It’s been a record year for broken records. There’s just no other way to spin it. We’ve had record heat, record drought, record tornadoes, record flooding and record rhetoric about the debt, which is also a record.
In fact, you’re probably going to hear the word “record” a record number of times as you read on.
This summer, thousands of heat records were broken at individual U.S. weather stations in June, July and August, according to the National Oceanic and Atmospheric Administration.
San Angelo, Texas set a record for warmest month three times in a row from June to August, according to the National Weather Service.
Wichita Falls was the first city in Texas to reach100 days with 100-degree temperatures which it eclipsed in September. Doing so broke the old record of 79 days. August was the hottest month in Texas history, with an average temperature of 88.1 degrees. The state’s average temperature of 86.8 this summer makes it the hottest summer ever.
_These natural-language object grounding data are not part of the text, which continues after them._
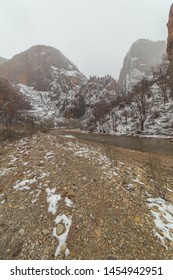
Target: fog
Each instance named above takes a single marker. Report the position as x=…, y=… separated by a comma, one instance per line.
x=94, y=34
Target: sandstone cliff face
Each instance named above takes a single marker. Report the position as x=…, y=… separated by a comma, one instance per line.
x=142, y=55
x=2, y=60
x=38, y=66
x=170, y=35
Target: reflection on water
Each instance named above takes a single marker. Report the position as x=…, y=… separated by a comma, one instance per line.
x=161, y=146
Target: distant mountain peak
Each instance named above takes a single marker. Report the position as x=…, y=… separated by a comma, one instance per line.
x=36, y=67
x=142, y=56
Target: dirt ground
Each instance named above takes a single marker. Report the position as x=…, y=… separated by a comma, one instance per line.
x=64, y=198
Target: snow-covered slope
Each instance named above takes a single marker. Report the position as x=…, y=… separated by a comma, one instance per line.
x=124, y=119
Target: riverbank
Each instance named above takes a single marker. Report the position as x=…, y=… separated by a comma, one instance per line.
x=67, y=198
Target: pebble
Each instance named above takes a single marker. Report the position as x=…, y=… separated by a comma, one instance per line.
x=21, y=231
x=45, y=231
x=59, y=229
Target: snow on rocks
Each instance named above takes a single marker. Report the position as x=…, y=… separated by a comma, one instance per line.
x=24, y=184
x=60, y=232
x=162, y=212
x=53, y=200
x=63, y=236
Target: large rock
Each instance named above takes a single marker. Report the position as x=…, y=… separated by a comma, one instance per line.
x=170, y=35
x=39, y=67
x=2, y=60
x=142, y=56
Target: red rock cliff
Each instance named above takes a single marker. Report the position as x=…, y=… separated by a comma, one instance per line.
x=170, y=35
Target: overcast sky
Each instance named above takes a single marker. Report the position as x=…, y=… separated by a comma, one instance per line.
x=94, y=34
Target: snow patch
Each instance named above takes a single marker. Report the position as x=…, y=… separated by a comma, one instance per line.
x=63, y=237
x=24, y=185
x=53, y=200
x=162, y=213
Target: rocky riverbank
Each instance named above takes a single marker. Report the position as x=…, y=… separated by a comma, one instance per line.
x=64, y=198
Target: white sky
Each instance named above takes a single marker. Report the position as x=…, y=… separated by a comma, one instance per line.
x=94, y=34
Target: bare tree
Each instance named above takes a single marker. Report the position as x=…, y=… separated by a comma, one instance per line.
x=12, y=103
x=141, y=101
x=161, y=78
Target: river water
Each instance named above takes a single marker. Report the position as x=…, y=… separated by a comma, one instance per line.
x=150, y=145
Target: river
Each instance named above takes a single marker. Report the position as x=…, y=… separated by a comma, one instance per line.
x=150, y=145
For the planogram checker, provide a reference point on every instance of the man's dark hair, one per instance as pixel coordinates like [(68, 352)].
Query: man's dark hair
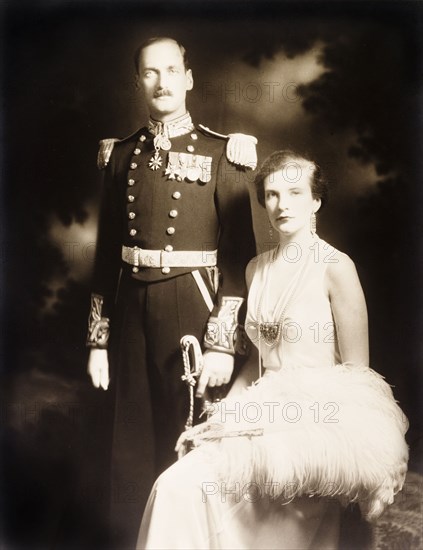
[(156, 40)]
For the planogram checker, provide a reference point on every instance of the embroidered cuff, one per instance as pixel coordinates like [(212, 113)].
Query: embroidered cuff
[(98, 326), (221, 331)]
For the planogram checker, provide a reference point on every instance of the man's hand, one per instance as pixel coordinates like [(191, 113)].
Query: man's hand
[(217, 370), (98, 368)]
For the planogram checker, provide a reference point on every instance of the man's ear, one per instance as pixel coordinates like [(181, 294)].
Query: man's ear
[(190, 80)]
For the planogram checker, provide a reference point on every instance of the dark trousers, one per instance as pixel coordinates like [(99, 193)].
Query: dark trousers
[(151, 400)]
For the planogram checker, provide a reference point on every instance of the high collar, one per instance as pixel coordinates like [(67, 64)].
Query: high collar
[(174, 128)]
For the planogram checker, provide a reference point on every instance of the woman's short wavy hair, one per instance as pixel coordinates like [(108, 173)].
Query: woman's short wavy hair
[(280, 159)]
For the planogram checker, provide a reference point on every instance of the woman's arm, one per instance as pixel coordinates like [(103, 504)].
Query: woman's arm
[(249, 372), (349, 310)]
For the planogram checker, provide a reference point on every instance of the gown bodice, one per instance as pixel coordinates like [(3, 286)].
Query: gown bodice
[(295, 327)]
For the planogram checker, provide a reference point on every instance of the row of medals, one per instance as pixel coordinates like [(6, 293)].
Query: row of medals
[(162, 142)]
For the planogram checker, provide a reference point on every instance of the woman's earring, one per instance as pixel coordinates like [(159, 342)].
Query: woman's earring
[(313, 223)]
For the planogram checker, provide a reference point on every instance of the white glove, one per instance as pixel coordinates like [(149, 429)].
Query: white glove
[(98, 368), (217, 370)]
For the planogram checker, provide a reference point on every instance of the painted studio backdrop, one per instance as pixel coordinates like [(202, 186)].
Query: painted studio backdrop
[(342, 83)]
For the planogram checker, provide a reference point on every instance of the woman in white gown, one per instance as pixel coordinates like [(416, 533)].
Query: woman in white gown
[(275, 462)]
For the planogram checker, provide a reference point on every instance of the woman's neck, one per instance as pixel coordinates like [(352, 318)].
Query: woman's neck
[(294, 245)]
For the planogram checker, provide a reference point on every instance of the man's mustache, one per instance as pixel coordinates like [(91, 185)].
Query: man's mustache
[(162, 93)]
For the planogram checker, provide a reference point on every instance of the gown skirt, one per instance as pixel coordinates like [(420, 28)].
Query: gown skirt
[(272, 467)]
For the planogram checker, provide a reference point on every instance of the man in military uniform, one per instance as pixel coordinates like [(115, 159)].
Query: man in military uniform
[(175, 235)]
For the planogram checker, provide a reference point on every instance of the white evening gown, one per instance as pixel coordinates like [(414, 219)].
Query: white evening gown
[(274, 465)]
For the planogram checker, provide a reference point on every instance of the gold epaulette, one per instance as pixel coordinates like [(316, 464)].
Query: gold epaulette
[(105, 151), (240, 148)]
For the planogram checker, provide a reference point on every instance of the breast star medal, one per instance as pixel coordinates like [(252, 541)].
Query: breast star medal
[(160, 142), (270, 332)]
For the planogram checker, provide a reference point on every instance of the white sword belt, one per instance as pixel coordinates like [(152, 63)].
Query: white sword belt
[(140, 257)]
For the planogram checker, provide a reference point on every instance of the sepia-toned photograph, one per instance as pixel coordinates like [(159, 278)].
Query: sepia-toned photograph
[(211, 266)]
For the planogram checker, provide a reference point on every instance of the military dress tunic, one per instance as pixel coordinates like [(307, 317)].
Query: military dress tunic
[(194, 200)]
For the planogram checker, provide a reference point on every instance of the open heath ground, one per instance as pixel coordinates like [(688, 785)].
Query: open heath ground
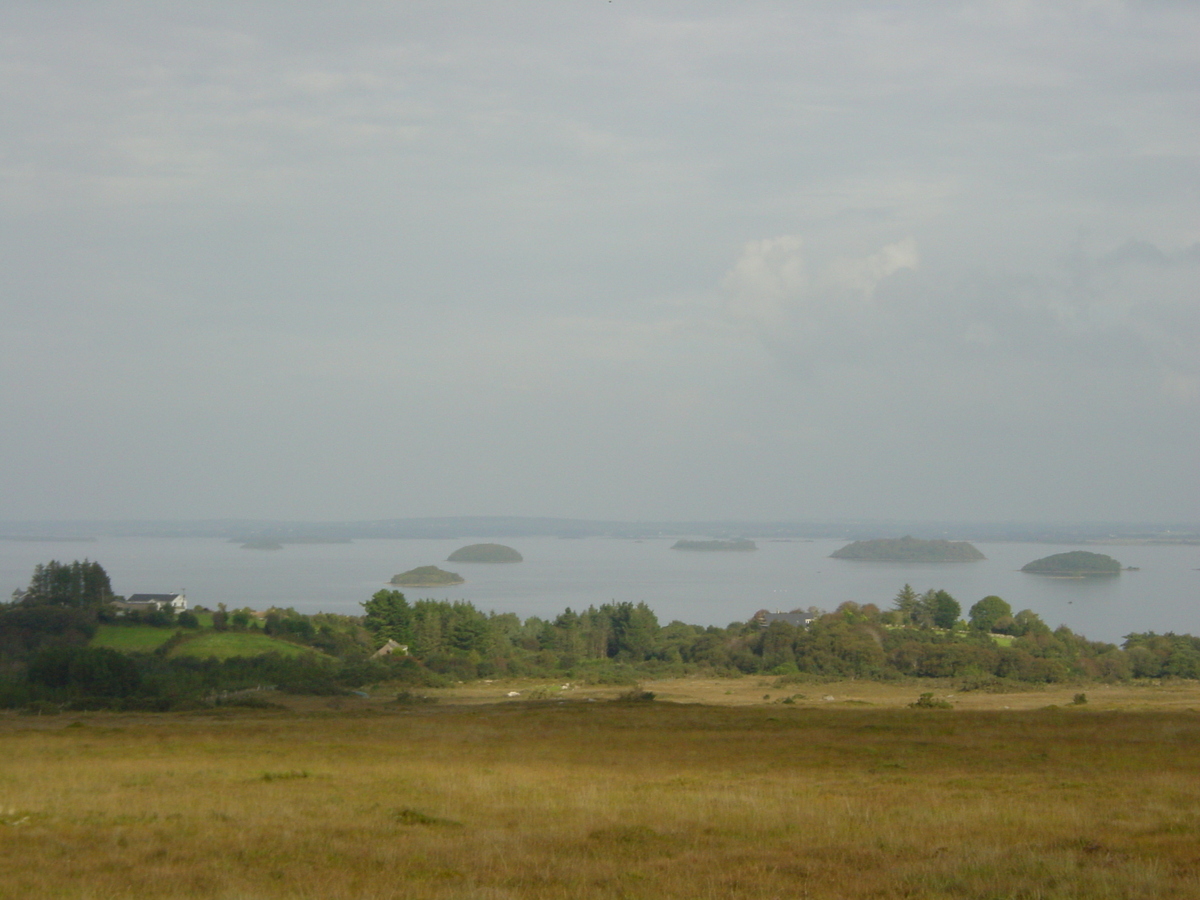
[(739, 797)]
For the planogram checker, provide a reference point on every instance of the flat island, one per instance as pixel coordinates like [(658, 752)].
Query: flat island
[(262, 544), (485, 553), (1075, 564), (910, 550), (714, 545), (426, 576)]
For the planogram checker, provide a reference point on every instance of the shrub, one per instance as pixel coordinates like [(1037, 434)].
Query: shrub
[(928, 701)]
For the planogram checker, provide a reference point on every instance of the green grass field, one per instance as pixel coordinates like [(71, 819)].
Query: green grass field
[(604, 799), (131, 639), (225, 645), (222, 645)]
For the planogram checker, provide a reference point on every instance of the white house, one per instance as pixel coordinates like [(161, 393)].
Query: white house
[(154, 601)]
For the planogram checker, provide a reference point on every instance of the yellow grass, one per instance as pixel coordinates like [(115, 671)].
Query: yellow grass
[(352, 798)]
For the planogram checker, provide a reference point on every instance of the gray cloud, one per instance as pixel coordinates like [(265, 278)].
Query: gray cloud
[(766, 259)]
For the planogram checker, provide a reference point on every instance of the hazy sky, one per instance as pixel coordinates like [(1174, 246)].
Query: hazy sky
[(600, 259)]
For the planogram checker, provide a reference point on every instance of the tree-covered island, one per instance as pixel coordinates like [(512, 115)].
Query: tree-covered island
[(485, 553), (910, 550), (737, 545), (1074, 564), (426, 576)]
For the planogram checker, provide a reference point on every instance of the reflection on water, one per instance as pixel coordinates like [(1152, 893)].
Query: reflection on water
[(696, 587)]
The Texas drought was the most severe one-year drought on record, according to climatologists.
As the Texas drought lingered on, the Mid-South set records for high water.
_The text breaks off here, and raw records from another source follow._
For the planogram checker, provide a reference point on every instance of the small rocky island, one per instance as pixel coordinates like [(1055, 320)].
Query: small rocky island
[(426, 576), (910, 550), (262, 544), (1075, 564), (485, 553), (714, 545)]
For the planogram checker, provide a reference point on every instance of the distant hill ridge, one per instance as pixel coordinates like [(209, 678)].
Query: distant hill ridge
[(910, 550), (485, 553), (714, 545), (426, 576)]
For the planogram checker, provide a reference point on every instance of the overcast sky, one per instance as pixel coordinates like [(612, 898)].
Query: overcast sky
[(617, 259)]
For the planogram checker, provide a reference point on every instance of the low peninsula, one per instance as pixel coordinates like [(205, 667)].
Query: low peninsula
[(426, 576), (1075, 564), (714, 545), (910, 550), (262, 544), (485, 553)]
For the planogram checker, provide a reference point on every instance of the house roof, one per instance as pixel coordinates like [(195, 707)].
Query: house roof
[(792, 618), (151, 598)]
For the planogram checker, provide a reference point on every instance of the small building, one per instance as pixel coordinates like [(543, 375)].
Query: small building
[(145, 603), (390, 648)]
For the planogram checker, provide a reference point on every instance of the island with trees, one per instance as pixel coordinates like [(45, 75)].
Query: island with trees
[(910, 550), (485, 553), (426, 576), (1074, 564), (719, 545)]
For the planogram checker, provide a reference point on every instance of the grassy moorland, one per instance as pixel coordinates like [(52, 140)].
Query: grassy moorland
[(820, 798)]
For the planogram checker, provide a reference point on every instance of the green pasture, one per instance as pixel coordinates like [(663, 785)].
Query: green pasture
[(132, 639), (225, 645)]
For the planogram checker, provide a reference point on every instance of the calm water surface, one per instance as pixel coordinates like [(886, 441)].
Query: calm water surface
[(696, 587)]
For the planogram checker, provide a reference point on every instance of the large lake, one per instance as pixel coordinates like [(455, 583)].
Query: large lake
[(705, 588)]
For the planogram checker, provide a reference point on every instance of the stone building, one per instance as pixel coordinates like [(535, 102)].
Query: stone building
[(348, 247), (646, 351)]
During the Flood of 2011, the Mississippi cities of Vicksburg and Natchez broke records for river stage at 57.1 feet and 61.9 feet, surpassing the old records set in 1927 and 1933, respectively. When the U.S. Army Corps of Engineers opened the Morganza Floodway to relieve pressure on the rain-swollen Mississippi River, it marked the first time in history that all three floodways built by the corps after the 1927 flood have been in operation at the same time.
Let’s not forget the staggering number of tornadoes that raked the countryside in 2011. By June, over 1,200 tornadoes were recorded in the United States, according to preliminary numbers from the National Oceanic and Atmospheric Administration. In April, there were 875 confirmed tornadoes, tripling the previous April high of 267, set in 1974.
The drought, heat, floods and wind put many an agricultural producer behind and struggling with their crops from the get-go. Many producers in Texas simply never got on track, leading to record abandonment of the state’s cotton crop.
Despite these environmental stresses, due to record, or near-record commodity prices, U.S. producers are expected to push gross income to a record $425 billion in 2011, according to a report from USDA’s Economic Research Service.
Input costs are also forecast to break a record, reaching $300 billion for the first time ever. Still, there was enough of a margin for net farm income to be forecast at – you guessed it – a record $103.6 billion.
We still have a ways to go with the 2011 season, but so far it’s been weird, oppressive, volatile, dangerous, rewarding for many and disastrous for others – a year of extremes. At the risk of sounding like a broken record, it will go down in history as a record year for breaking records.